I disagree totally.  Putting the logic for decoding MCEs into the kernel
adds a large amount of complex, hard to maintain code precisely where it
is most destructive.  Any sort of decoding of this data in-kernel is
probably a mistake (yes, I am looking at you EDAC).

It would be much cleaner to instead make the kernel really good at
publishing errors and let userspace decode them.  A naive end user won't
know the difference - they will see a message on the syslog or the
console.  Power users will be able to do better things.

> If we want to enable userspace to capture MCE events, then it must be done
> in a way that benefits the whole kernel, not just x86: a structured
> logging facility that is in essence a printk variant and is ASCII driven.

I would be fine with this (though I disagree that it *must* be ASCII).  I
don't care how the raw data comes out of the kernel, just that it is the
raw data, not some half-assedly parsed data.

> Such event sources should be discoverable, and only 'aware' printouts
> should go into this new facility (not all printks).
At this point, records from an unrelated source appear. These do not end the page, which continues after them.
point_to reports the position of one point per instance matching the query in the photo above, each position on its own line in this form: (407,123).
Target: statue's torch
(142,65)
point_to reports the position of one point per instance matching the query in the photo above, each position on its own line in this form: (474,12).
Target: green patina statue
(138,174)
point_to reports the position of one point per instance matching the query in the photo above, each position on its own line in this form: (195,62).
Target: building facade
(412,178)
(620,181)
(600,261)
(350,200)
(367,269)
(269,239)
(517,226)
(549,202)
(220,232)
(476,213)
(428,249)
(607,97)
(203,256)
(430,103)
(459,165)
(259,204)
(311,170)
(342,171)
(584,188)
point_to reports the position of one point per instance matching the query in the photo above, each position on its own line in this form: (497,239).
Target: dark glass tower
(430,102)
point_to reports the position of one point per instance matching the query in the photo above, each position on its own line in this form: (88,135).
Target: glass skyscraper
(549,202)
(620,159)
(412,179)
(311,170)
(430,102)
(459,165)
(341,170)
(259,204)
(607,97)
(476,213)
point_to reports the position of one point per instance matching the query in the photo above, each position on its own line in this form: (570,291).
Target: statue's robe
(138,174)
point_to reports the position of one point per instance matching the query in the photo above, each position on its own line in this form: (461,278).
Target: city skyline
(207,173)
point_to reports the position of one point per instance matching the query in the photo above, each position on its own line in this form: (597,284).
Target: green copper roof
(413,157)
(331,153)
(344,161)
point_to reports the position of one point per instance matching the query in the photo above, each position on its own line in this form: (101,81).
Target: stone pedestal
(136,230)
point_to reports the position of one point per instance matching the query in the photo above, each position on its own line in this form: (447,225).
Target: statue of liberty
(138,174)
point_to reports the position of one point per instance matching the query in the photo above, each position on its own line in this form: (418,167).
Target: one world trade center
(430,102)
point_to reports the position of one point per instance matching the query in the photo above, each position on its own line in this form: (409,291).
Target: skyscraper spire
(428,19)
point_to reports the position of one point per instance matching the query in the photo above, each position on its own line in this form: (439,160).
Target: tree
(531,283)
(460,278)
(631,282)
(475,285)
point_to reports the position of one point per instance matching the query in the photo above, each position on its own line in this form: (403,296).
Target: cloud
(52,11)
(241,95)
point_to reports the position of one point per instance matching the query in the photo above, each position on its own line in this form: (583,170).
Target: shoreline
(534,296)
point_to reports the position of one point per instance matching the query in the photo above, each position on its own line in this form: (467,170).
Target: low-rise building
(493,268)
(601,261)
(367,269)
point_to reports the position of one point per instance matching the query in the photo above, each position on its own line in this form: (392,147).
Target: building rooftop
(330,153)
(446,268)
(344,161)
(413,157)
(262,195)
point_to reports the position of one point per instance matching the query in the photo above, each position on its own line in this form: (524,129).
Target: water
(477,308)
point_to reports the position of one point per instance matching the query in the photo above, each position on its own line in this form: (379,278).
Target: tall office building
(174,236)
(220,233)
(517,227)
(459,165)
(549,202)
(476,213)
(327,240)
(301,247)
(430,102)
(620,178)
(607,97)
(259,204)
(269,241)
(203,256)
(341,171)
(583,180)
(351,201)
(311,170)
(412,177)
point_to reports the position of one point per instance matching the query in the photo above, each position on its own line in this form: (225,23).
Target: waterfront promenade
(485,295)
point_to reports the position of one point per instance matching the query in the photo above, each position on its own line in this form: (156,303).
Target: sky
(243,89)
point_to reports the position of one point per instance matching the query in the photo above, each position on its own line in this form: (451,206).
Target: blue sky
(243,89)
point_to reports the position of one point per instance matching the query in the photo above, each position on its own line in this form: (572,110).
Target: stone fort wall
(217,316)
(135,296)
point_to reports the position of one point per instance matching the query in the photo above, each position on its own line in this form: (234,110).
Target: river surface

Demultiplexing should
> be easy and well-defined.

I agree 1000% with this - it is something I have wanted for a long time,
and that some of my team are starting to look at again.

> I.e. we could use this opportunity of the MCE code unification to bring
> the code to the next level - and not prolongue to broken concepts of the
> past.

Don't dicard the past until the present can stand on it's own.  Please.

> I'd be glad to help out with any portion of this, it should be easy to
> solve and it will clearly improve the code. For .29 we could just do a raw
> printk based approach with no decoding just yet, and layer smart decoding
> and structured logging for .30.

Please leave /dev/mcelog as a CONFIG option until such time as an
appropriate replacement is *done*.  We rely on it.